I've published the same question on reddit, where a user suggested that if c(n) is that minimum in an nxn square, then $c(n+1) = 2 c(n) + 2$, with $c(2)=2$. But I've found a solution for the $4 \times 4$ case in 12 steps (it is incomplete, but you get the idea).
Do you think there is a way to know the general solution with minimum steps?
Answer
I have found a zig-zag move sequence, very similar to what astralfenix found, but which attains the lower bound that ffao proved, namely 6(n-2) for n>2. This shows that this general solution is an optimal one.
Let me first show you some diagrams of the move pattern for n=4,5,6,7. The first grid shows the set of squares where a positive particle is split, and the second grid the same for the negative particles. The last grid shows the net result of either of those, which is therefore the number of positive-negative annihilations for each square.
==== ==== ====
|....| |.---| |1...|
|+...| |..--| |.21.|
|+++.| |..-.| |.1.1|
|++..| |....| |..1.|
==== ==== ====
===== ===== =====
|.....| |...--| |..1..|
|..+..| |.----| |1..1.|
|+.+..| |..-.-| |.2.2.|
|++++.| |..-..| |.1..1|
|++...| |.....| |..1..|
===== ===== =====
====== ====== ======
|......| |...---| |..1...|
|..+...| |....--| |...21.|
|..+++.| |.----.| |1....1|
|+.+...| |..-.-.| |.2.2..|
|++++..| |..-...| |.1..1.|
|++....| |......| |*.1...|
====== ====== ======
======= ======= =======
|.......| |.....--| |....1..|
|....+..| |...----| |..1..1.|
|..+.+..| |....-.-| |...2.2.|
|..++++.| |.----..| |1.....1|
|+.+....| |..-.-..| |.2.2...|
|++++...| |..-....| |.1..1..|
|++.....| |.......| |..1....|
======= ======= =======
It is clear that the + pattern just extends by three squares for each increment in board size. The - pattern is the same as the + pattern, except rotated 180 degrees for odd n, and mirrored along the \ diagonal for even n.
It is a simple matter to check that these patterns result in the number of particles shown in the third grid, and therefore will annihilate everything. It is not so obvious that there actually exists a sequence of moves in the game that does this. This is because the actual game has the restriction that there cannot be two or more particles with the same charge in any square. It turns out however that it is fairly easy:
1) Perform the positive moves along the spine of the pattern, i.e. a zig-zag pattern with two steps in each direction. These moves are shown here with the letters a-j. The asterisks are places where a move is still to be performed later. This takes 2(n-2) moves.
Moves Result
======= =======
|.......| |....+.-|
|....j..| |.....+.|
|..*.i..| |..++.+.|
|..fgh*.| |.....+.|
|*.e....| |++.+...|
|bcd*...| |...+...|
|a*.....| |.+.....|
======= =======
2) Then perform the same zig-zag pattern for the negative particles. Note however that to get the first change of direction working you will need to split the other particle that resulted from the first move (the extra move is shown as c here). I'll leave off the final move of the zig-zag, so this is another 2(n-2) moves.
Moves Result
======= =======
|.....ca| |.......|
|...*edb| |...-...|
|....f.*| |..+...-|
|.*ihg..| |.-...+.|
|..j.*..| |+...-..|
|..*....| |..-+...|
|.......| |.+.....|
======= =======
3) You are then left with n-2 positive-negative particle pairs which takes another 2(n-2) moves to clear.

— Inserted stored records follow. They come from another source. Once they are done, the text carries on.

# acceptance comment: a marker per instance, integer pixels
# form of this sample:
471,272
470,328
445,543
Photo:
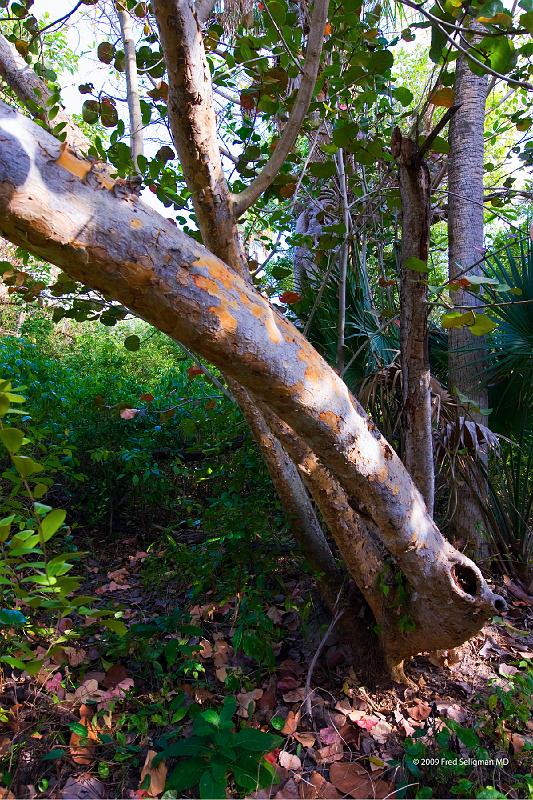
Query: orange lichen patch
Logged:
272,330
313,373
331,420
227,321
76,166
210,286
216,269
381,475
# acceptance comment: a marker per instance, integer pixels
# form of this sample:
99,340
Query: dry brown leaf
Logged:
288,761
295,695
83,787
206,649
158,775
291,723
83,754
419,712
246,701
288,792
332,752
316,787
329,735
305,739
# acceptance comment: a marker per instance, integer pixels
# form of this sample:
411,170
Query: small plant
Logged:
217,753
32,576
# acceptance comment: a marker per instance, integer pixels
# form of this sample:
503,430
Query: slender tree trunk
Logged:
467,353
415,188
343,263
132,86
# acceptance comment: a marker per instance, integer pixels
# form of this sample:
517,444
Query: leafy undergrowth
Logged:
174,663
204,695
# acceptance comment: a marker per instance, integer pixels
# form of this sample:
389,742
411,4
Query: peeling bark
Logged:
415,192
131,253
467,353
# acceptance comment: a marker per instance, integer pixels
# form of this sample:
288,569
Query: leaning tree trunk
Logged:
130,252
415,189
467,353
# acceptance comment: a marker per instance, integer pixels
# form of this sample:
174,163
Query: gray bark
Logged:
415,188
467,353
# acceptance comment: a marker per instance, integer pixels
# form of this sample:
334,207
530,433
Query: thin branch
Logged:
203,10
248,196
132,87
436,21
437,129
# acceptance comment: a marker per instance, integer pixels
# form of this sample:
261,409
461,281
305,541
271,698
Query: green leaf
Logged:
186,775
12,617
115,625
483,325
132,343
213,783
324,169
403,95
53,755
52,522
415,264
26,466
12,439
257,741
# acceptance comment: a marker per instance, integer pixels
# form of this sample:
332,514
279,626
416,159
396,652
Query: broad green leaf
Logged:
12,438
26,466
132,343
482,325
257,741
213,783
186,775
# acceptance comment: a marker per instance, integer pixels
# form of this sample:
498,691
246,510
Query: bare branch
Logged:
485,67
248,196
132,86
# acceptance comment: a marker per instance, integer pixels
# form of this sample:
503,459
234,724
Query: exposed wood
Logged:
415,191
131,253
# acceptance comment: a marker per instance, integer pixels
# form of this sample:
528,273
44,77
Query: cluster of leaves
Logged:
32,576
217,753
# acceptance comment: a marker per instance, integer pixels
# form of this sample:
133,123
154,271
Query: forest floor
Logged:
89,724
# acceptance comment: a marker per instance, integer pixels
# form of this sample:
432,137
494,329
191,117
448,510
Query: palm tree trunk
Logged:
467,353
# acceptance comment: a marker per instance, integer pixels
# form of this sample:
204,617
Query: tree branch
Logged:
132,86
260,184
436,21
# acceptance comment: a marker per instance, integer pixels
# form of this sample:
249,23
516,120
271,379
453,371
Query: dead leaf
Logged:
316,787
158,775
295,695
246,702
420,712
291,723
83,753
288,761
329,736
305,739
83,787
288,792
332,752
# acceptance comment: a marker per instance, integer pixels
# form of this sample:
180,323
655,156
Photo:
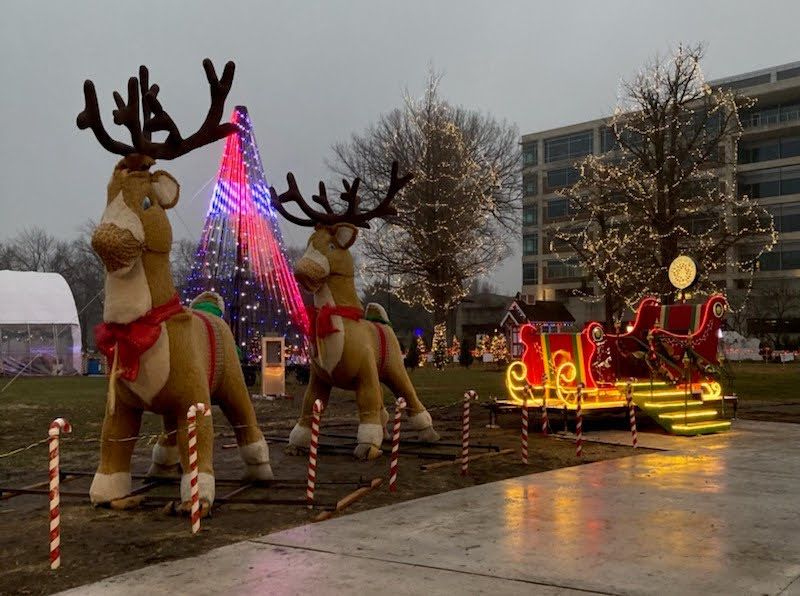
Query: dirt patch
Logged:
97,543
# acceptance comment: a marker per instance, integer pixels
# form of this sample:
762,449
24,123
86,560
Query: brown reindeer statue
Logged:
353,349
164,357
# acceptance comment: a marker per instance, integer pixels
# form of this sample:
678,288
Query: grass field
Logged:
28,405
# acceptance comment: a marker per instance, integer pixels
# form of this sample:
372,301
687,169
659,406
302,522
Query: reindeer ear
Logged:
166,188
344,235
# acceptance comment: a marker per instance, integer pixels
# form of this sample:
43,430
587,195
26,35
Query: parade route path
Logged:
713,515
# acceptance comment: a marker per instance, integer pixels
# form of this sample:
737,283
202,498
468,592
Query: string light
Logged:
241,254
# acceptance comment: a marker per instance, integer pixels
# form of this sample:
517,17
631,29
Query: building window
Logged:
568,147
563,269
530,244
560,178
770,183
530,215
557,208
530,182
530,274
755,151
530,154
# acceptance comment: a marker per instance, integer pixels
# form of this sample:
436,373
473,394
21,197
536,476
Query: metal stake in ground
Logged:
312,452
58,426
524,450
191,419
632,413
400,405
468,396
579,421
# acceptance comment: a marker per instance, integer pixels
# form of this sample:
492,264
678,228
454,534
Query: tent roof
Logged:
35,298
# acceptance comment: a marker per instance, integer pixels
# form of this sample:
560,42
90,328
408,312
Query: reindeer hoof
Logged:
365,451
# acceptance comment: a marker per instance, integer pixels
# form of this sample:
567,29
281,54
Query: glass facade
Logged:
568,147
530,215
530,184
773,182
780,148
530,274
530,244
530,154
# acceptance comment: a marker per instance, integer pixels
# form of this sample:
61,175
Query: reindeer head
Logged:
327,252
135,219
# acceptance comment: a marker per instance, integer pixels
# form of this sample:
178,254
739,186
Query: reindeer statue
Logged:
165,357
352,349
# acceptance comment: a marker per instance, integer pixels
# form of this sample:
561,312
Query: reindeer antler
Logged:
350,195
155,118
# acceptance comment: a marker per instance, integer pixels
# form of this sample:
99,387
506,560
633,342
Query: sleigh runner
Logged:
668,356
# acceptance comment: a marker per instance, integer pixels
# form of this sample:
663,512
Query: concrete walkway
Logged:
720,515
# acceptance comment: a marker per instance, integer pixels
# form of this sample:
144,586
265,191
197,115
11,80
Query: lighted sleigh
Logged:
668,356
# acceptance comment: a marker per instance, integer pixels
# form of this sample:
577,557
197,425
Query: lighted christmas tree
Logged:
439,346
241,254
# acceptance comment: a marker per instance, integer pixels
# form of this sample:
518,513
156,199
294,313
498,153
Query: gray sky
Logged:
311,73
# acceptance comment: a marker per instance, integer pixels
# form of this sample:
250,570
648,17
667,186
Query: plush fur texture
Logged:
350,357
174,373
108,487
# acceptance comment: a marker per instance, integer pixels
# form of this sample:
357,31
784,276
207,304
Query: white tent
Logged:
39,329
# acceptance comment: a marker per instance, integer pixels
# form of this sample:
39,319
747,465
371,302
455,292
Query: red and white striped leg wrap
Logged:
579,422
524,451
632,415
312,451
191,419
58,426
468,396
400,405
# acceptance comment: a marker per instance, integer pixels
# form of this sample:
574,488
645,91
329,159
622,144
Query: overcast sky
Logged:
311,73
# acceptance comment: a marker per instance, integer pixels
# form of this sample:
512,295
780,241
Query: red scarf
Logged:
134,338
322,323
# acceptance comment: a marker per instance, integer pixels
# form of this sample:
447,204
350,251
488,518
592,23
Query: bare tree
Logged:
457,216
657,193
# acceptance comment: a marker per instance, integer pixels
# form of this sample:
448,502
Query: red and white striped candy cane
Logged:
400,405
312,451
544,414
579,421
524,450
58,426
632,414
468,396
191,419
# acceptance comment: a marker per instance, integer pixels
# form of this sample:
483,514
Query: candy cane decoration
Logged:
579,422
312,452
632,414
191,419
525,433
545,424
400,405
58,426
468,396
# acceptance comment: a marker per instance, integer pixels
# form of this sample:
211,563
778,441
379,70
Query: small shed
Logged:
39,329
547,315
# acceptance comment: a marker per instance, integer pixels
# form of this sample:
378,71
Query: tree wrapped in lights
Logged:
457,215
439,346
241,254
656,194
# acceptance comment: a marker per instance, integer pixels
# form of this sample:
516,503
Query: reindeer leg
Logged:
113,477
166,458
369,398
234,400
419,418
300,437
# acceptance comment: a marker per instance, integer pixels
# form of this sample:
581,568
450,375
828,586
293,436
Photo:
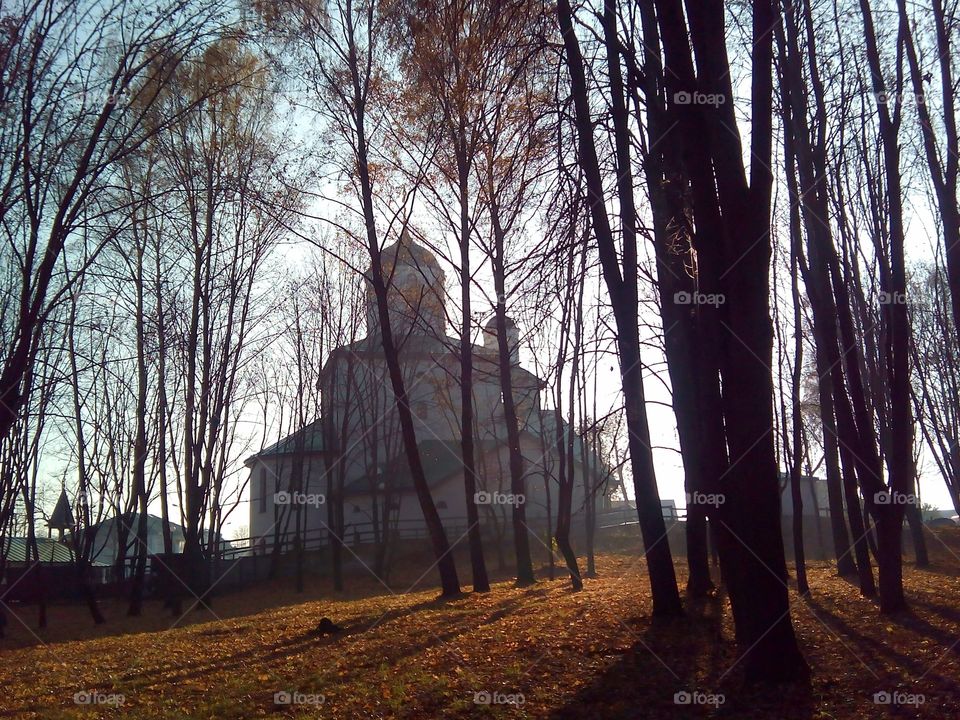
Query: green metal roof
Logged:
17,550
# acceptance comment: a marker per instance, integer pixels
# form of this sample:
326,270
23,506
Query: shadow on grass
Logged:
682,668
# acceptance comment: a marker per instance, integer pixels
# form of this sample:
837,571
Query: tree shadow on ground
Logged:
682,668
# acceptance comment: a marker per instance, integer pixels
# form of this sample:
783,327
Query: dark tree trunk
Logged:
736,250
623,295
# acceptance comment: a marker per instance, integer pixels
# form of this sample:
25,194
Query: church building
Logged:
356,447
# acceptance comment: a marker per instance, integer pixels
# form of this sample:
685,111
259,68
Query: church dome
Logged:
490,342
415,291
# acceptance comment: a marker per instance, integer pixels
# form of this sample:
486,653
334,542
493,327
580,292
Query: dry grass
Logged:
591,654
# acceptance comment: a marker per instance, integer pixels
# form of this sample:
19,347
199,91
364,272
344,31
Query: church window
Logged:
263,489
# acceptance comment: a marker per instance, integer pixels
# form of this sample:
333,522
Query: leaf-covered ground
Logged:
536,652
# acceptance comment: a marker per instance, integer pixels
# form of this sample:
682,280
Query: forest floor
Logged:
535,652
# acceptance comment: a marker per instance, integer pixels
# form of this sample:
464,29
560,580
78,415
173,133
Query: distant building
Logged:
358,431
813,494
107,536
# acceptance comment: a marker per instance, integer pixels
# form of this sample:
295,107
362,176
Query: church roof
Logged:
17,550
309,439
62,516
407,251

The example shown here is for n=7, so the two zig-zags are merely 180 degree rotations of each other. It is fairly obvious that the same pattern will therefore work for all odd n. For a complete proof a similar demonstration is needed for even n, where the two zig-zags are mirror images of each other, but this post is long enough as it is.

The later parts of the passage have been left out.